Le chef du Parti populaire du Canada, Maxime Bernier

Maxime Bernier, populiste affiché

CHRONIQUE / Maxime Bernier a tout du chef populiste, y compris les thèmes et le langage. Pas étonnant, donc, de l’entendre défendre l’expression «immigration de masse» pour dénoncer le nombre de personnes immigrantes admises au Canada.

Sur le langage encore, les adversaires du chef du Parti populaire du Canada seraient, à l’écouter, à la tête de vieux partis. Et seraient interchangeables. Conservateurs et libéraux, ce serait bonnet blanc et blanc bonnet.

Le chef conservateur, Andrew Scheer, doit avaler de travers lorsqu’on l’associe à Justin Trudeau… Mais passons.

Maxime Bernier a aussi la posture et les codes du parfait populiste. À l’instar de nombreux citoyens, il s’en prend au conformisme ambiant, à une certaine bien-pensance.

L’ancien ministre conservateur s’en prend aussi au fait que des propos comme les siens n’auraient pas vraiment droit de cité dans la sphère publique.

Ils ne sont pourtant pas nouveaux. Et on les entend autant que d’autres points de vue.

Il est toutefois évident que la décision de laisser le patron du Parti populaire du Canada sur la ligne de touche lors des grands débats télévisés des chefs lui permet d’accréditer aux yeux de plusieurs la thèse selon laquelle on cherche à le faire taire, à minorer son courant.

Tout comme cette histoire de retrait des panneaux publicitaires à travers lesquels une organisation canadienne appuyait son plan d’immigration. Elle l’a malheureusement fait en employant une expression déplorable; déplorable, parce que susceptible de dresser des citoyens les uns contre les autres.

Il faut être clair : M. Bernier a le droit de reprendre à son compte l’expression «immigration de masse» de cette organisation.

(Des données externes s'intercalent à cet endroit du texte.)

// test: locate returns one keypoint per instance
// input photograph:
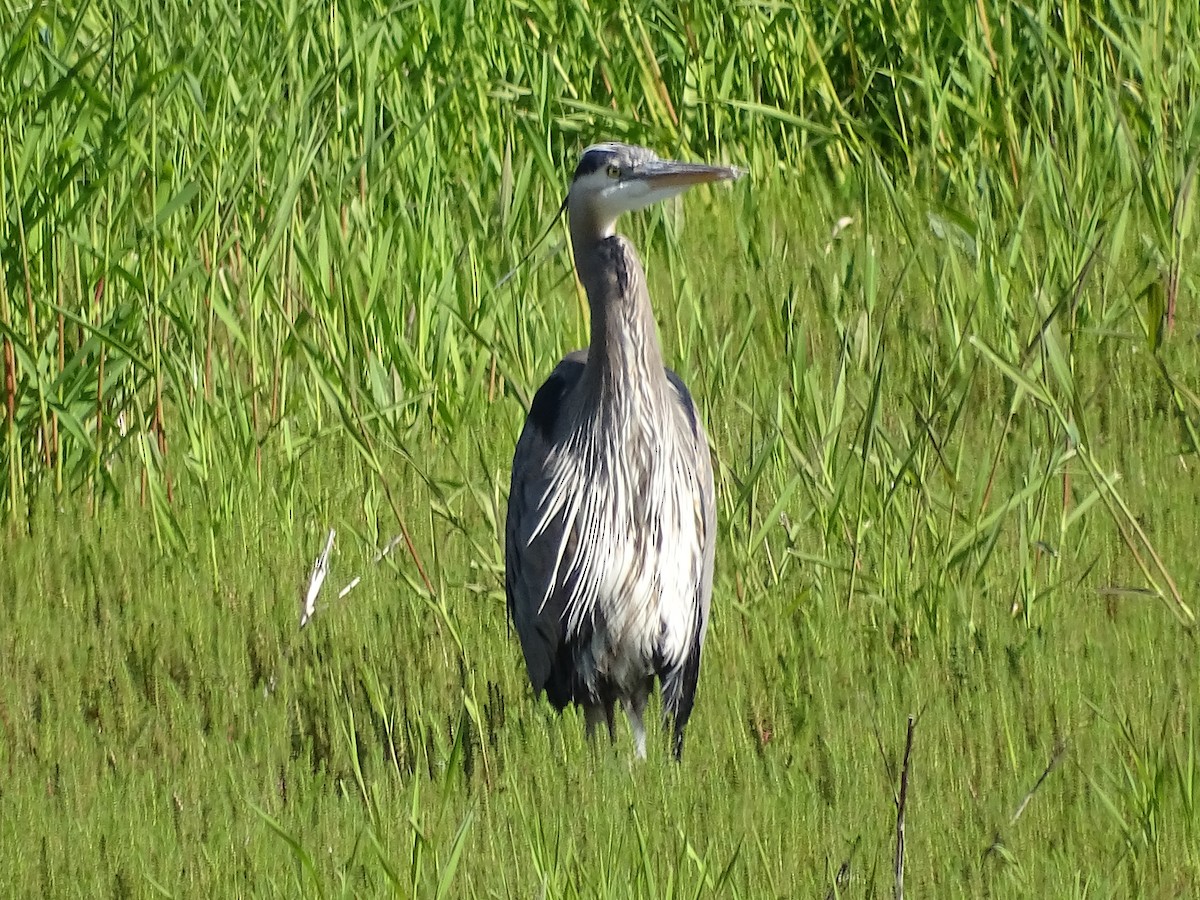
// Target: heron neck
(624, 345)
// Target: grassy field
(945, 340)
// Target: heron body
(611, 525)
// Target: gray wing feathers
(535, 605)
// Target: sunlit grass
(253, 289)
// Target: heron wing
(535, 541)
(679, 683)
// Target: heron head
(615, 178)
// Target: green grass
(945, 341)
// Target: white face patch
(606, 197)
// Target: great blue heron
(612, 521)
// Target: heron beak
(665, 174)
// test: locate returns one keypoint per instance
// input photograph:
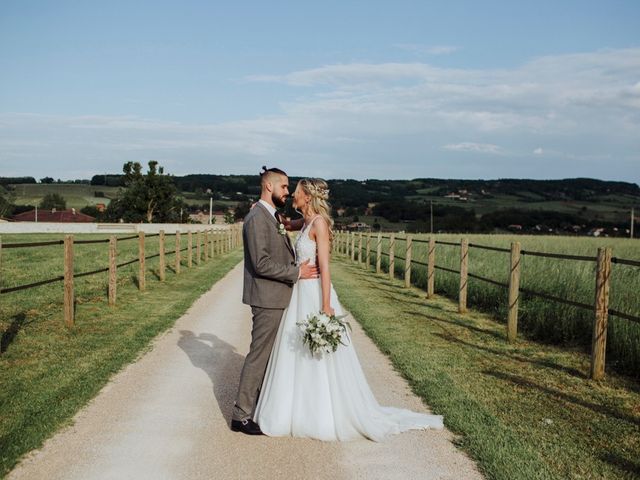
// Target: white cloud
(356, 119)
(474, 148)
(428, 49)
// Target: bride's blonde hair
(318, 190)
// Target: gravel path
(167, 415)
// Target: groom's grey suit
(269, 274)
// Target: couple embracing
(285, 389)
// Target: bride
(324, 396)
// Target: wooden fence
(350, 244)
(208, 243)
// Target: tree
(229, 217)
(53, 200)
(150, 197)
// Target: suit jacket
(269, 261)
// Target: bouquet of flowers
(323, 333)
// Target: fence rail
(213, 242)
(345, 244)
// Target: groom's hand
(308, 271)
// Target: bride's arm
(321, 233)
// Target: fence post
(68, 281)
(464, 270)
(599, 339)
(379, 254)
(407, 264)
(392, 255)
(178, 252)
(141, 280)
(113, 273)
(353, 246)
(514, 292)
(198, 247)
(431, 268)
(162, 262)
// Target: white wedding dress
(325, 396)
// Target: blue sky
(456, 89)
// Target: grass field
(47, 371)
(76, 195)
(524, 411)
(538, 318)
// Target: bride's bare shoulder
(320, 226)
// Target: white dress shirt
(270, 208)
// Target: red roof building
(66, 216)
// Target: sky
(335, 89)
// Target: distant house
(203, 217)
(358, 226)
(60, 216)
(370, 207)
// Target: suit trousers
(263, 334)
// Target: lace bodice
(305, 247)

Mais d’autres ont tout autant le droit de la juger détestable. Ce qui vaut pour les uns vaut pour les autres.

Personne d’ailleurs ne dit qu’il ne doit pas y avoir de débat sur l’immigration. La question n’est pas là.

En passant, ce n’est tout de même pas une autorité publique qui a exigé le retrait des panneaux publicitaires. C’est l’entreprise d’affichage qui a pris cette décision pour des motifs commerciaux, après avoir reçu de nombreuses plaintes.

Sans faux-fuyant

Ce qui est inusité est que Maxime Bernier assume totalement l’étiquette de populiste. Il la revendique. 

Voilà ce qu’il a notamment écrit à la Commission des débats des chefs pour plaider sa cause : le Parti populaire «est un parfait exemple» de l’«émergence rapide d’une alternative politique populiste». Ce sont ses termes.

Pour plusieurs, le populisme est une dérive.

Les populistes font souvent leur pain et leur beurre des thèmes suscitant des craintes chez une partie de la population. Et ils avancent souvent des solutions trop simplistes pour y faire face.

L’adverbe «souvent» est de mise, car il y a populiste et populiste. Il existe des degrés de populisme, comme dans toutes les choses.

Maxime Bernier fait partie des politiciens en Occident qui veulent faire du judo avec l’épithète populiste. Il fait partie des politiciens qui estiment que le terme signifie qu’ils sont près des citoyens, près des préoccupations populaires, près des inquiétudes du «peuple». Il veut faire passer cette acception, la retourner à son avantage.

Que quelqu’un s’approprie à ce point le qualificatif, ça, chez nous, c’est nouveau.